Все, что мы хотели - стр. 38
В этот момент я увидела, что Кирк начертил план, по которому намерен двигаться. Я хорошо знала это расслабленное выражение его лица, этот блеск в глазах.
– Вот и хорошо. – Он потёр ладони. – Начнём с того, что позвоним её родителям.
Уолтер кивнул, и вид у него сделался встревоженный.
– Её воспитывает только отец, – сказал он.
– Надеюсь, у вас есть его номер? – спросил Кирк, ёрзая на стуле и глядя на часы.
– Есть, – ответил Уолтер.
Мне тоже захотелось сказать что-нибудь значительное, чтобы немного сгладить внезапную высокомерность Кирка, но он, судя по всему, уловил что-то такое, чего я никак не могла понять.
– Вот и замечательно. – Он резко встал. – Мне неловко вот так уходить, но мне пора вылетать. Я и так отменил предыдущий рейс ради нашей встречи.

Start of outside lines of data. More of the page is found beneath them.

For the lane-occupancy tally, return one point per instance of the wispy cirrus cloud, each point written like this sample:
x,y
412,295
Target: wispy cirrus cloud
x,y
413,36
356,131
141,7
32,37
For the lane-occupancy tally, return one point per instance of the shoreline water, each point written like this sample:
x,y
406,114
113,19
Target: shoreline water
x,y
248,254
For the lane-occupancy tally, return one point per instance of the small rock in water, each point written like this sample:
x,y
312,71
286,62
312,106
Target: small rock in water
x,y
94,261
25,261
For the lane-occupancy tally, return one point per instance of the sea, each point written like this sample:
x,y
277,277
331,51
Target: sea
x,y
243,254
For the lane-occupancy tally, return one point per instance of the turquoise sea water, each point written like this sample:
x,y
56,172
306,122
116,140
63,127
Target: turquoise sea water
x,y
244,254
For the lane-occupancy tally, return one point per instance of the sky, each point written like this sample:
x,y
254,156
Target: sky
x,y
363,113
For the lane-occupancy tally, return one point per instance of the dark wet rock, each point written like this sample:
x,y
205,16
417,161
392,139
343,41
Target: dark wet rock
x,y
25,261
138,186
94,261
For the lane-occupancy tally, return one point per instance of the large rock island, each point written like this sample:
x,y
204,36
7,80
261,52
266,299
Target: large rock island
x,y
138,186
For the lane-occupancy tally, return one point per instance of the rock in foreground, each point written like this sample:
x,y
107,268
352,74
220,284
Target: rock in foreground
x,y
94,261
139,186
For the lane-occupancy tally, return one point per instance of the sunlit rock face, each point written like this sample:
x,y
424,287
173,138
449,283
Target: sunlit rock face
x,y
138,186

– Мне жаль, что вам пришлось изменить планы, – сказал Уолтер тоном, в котором не чувствовалось ни капли жалости.
Мы оба встали. Кирк ответил:
– Ничего страшного. Это вообще не проблема.
– Хорошо. Замечательно. Спасибо, что пришли. – Уолтер пожал руку мне, потом Кирку. Наконец повернулся к Финчу и сказал:
– Ну что ж, молодой человек, можете возвращаться в класс.

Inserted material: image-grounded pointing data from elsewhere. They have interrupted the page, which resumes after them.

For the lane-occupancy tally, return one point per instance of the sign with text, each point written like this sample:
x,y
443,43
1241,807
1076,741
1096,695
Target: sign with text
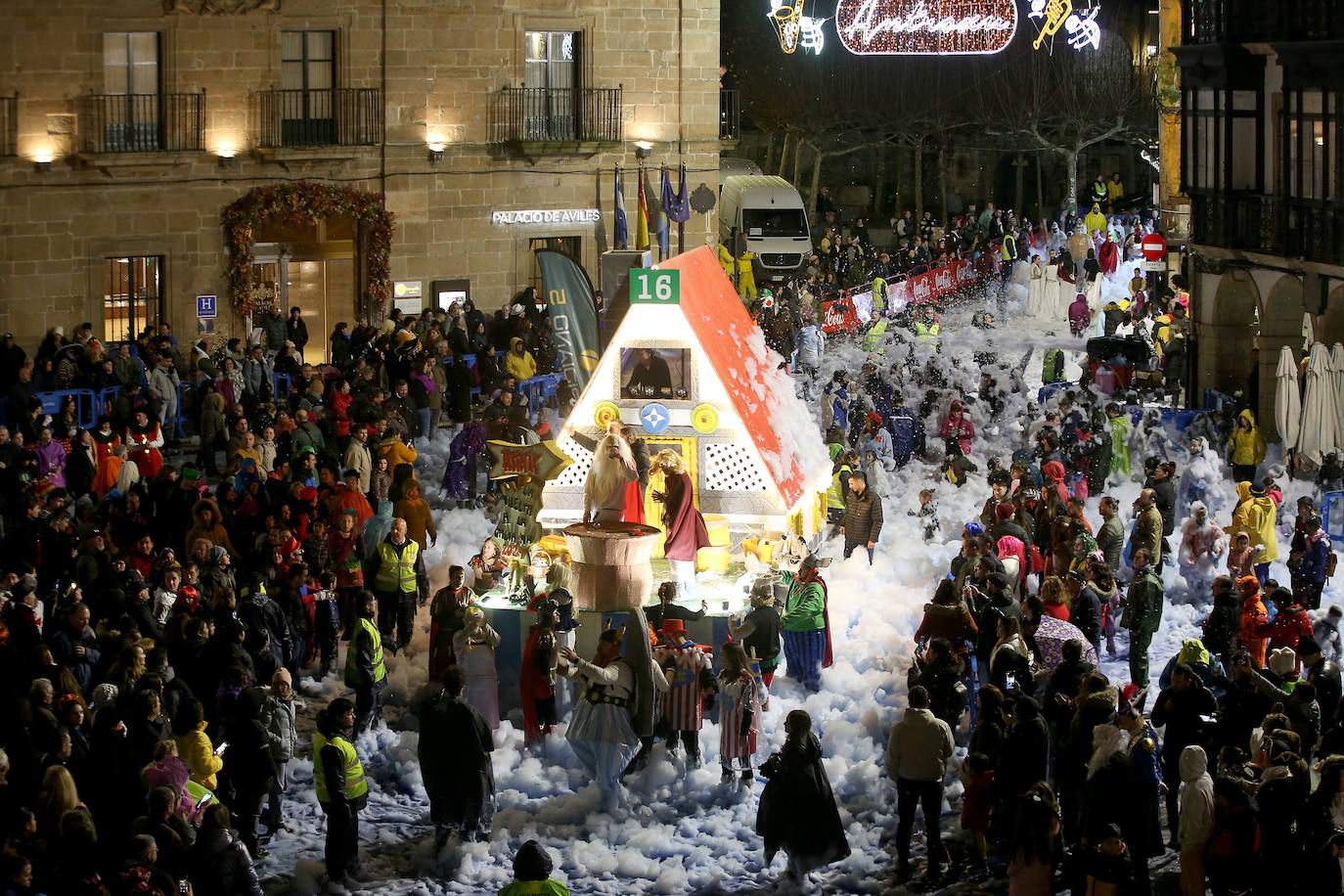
x,y
547,216
924,27
653,287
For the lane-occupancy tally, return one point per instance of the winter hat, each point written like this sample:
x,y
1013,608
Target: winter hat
x,y
531,863
1282,661
104,694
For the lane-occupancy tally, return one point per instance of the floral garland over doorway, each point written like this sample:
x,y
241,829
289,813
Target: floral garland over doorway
x,y
305,203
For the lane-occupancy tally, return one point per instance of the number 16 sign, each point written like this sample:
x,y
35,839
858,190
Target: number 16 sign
x,y
652,287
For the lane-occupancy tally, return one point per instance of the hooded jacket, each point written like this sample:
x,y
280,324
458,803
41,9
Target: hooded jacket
x,y
1196,799
1246,446
919,747
1254,516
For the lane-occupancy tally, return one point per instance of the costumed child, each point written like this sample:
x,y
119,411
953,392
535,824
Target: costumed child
x,y
739,712
327,621
977,777
474,647
927,515
689,670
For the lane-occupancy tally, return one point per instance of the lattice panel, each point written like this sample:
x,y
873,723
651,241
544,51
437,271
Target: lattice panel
x,y
575,474
730,468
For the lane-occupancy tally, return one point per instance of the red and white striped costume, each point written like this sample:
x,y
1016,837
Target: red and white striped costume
x,y
734,696
683,702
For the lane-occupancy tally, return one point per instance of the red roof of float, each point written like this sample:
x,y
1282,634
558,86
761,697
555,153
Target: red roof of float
x,y
736,347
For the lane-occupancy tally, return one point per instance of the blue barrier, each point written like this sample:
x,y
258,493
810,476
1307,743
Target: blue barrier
x,y
86,405
179,424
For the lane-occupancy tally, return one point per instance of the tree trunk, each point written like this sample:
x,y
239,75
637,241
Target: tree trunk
x,y
1019,175
879,166
811,199
1073,182
1041,198
918,186
942,183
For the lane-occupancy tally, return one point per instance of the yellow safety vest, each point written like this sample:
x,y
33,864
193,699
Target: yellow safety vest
x,y
397,571
352,673
355,784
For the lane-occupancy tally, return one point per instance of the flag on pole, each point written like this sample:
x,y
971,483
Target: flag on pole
x,y
665,193
642,219
622,230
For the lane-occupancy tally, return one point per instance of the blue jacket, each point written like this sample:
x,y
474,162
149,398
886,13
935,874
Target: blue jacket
x,y
1314,561
908,434
64,649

– Да, сэр. – Финч поднялся. Посмотрел на отца, чуть выпрямил спину.
– Ты больше ничего не хочешь сказать, сын? – поинтересовался Кирк.

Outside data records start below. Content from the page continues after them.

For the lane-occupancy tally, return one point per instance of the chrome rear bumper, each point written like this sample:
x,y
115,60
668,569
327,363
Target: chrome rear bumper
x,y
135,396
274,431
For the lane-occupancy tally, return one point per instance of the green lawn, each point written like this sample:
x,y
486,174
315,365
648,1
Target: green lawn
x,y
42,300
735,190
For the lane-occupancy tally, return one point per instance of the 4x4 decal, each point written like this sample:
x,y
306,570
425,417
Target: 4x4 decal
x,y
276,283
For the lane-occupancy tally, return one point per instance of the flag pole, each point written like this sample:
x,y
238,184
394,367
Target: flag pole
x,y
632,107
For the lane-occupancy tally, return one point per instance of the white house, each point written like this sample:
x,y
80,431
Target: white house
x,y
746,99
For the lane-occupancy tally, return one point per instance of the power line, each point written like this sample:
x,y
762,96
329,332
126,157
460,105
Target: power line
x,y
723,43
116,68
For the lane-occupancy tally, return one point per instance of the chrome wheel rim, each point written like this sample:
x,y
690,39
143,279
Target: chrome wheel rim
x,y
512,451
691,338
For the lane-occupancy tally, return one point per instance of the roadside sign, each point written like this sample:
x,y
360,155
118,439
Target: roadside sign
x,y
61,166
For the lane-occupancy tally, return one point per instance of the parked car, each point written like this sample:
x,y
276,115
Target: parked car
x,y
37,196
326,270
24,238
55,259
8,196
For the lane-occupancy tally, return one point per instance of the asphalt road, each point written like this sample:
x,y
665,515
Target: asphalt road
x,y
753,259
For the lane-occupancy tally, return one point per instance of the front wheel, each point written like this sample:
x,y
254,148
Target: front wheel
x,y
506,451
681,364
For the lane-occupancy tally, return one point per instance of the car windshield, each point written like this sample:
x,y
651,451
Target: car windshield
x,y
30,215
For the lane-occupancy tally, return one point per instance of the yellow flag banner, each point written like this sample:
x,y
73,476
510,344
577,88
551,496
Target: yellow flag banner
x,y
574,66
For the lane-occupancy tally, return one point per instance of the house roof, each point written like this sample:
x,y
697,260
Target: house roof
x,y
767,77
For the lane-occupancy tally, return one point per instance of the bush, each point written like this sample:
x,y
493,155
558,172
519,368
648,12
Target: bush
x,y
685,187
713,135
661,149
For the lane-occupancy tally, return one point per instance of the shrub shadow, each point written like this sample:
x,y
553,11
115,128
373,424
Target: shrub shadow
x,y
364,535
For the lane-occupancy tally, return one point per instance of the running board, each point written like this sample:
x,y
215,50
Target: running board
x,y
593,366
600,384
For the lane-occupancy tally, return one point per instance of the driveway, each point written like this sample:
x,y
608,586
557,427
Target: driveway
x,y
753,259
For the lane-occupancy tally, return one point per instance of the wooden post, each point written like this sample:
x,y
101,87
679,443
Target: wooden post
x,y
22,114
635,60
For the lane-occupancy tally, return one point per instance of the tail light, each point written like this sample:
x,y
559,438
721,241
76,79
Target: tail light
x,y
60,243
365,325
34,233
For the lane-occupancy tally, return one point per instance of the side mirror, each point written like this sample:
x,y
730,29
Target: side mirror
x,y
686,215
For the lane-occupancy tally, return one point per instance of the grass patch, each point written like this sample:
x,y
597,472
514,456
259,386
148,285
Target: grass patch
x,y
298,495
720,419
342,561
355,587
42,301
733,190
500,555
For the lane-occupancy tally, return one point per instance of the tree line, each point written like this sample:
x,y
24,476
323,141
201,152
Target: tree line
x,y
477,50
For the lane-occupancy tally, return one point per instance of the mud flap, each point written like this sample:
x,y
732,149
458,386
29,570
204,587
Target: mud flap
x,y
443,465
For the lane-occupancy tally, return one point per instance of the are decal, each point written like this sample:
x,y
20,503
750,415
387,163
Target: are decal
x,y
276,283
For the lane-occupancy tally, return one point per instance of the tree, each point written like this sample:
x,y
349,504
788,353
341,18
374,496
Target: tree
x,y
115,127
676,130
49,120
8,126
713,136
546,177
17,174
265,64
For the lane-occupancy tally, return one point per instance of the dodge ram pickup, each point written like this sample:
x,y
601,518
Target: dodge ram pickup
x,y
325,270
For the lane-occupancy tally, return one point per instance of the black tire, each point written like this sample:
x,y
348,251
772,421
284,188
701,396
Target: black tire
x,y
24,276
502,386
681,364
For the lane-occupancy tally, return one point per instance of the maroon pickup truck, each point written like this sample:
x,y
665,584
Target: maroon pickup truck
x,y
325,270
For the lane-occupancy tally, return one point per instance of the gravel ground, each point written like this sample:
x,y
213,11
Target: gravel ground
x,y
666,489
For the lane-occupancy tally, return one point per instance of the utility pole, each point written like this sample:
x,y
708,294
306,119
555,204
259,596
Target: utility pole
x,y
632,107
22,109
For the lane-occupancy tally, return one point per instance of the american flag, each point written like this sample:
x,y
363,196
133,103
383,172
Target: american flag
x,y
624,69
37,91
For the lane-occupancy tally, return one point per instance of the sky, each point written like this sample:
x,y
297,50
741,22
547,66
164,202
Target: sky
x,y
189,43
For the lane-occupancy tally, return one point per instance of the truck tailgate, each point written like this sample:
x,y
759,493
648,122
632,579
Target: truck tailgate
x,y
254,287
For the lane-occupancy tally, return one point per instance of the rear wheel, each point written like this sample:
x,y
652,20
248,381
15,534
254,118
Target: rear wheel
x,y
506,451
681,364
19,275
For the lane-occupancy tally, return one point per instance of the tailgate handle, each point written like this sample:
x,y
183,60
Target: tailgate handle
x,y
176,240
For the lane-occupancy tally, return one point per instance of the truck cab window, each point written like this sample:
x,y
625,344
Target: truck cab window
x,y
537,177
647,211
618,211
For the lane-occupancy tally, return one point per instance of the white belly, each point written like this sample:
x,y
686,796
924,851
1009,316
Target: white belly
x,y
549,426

Финч кивнул, глубоко вздохнул, перевёл взгляд с отца на Уолтера.
– Я хочу сказать… что мне очень стыдно, я прошу прощения за все неприятности и готов к любым последствиям, какими бы они ни были.
Его слова казались искренними, и я поверила, что он в самом деле раскаивается. В конце концов, ведь это мой сын. Ему должно было быть стыдно.
Но когда Уолтер кивнул и чуть потрепал его по спине, я увидела в глазах Финча некую решимость. Что-то, что было во взгляде его отца, и отчего моя дрожь во всём теле усилилась.
Глава шестая
Лила
Заявляю официально – я ненавижу свою жизнь. Вообще всё, что в ней есть. Ну то есть, конечно, всё могло быть и хуже. Я могла быть бездомной, или смертельно больной, или жить в стране, где боевики обливают девочек кислотой, когда те идут в школу. Но если не сравнивать с такими серьёзными трагедиями, в моей жизни трудно найти что-то хорошее.
Во-первых, папа отругал меня за то, что я напилась. Он очень расстроился, и рассердился, и разочаровался во мне (последнее хуже всего). Во-вторых, вся школа увидела мою грудь. Но это ещё можно было пережить. Потому что папа всё равно рано или поздно простил бы меня, а фото, пусть даже унизительное, было, по крайней мере, красивым. Очень крутым и стильным, хотя я никому об этом не сказала. Даже Грейс, моя лучшая подруга, признала, что на этой фотке я шикарна. Волосы лежат идеально. А маленькое чёрное платье – просто огонь! Оно стоит тех денег, какие я заработала, сидя с ребёнком, – всех до единого цента! Такое впечатление, что я специально позировала… если не считать соска. Этот чёртов сосок всё испортил. И комментарий насчёт зелёной карты – как обидно для иммигрантов! Я подумала о семье Сайед, раньше жившей с нами по соседству. Это самые милые люди из всех, кого я знаю. Они стали гражданами Америки всего пару лет назад (я сидела с их ребёнком, пока они получали грин-карту), и я помню, какие гадости отпускали некоторые неудачники по соседству. Про то, что мусульманам здесь не место, и всё прочее. И это при том, что у нас были классные соседи – много художников и музыкантов, которые никогда не были ни грубыми, ни предвзятыми.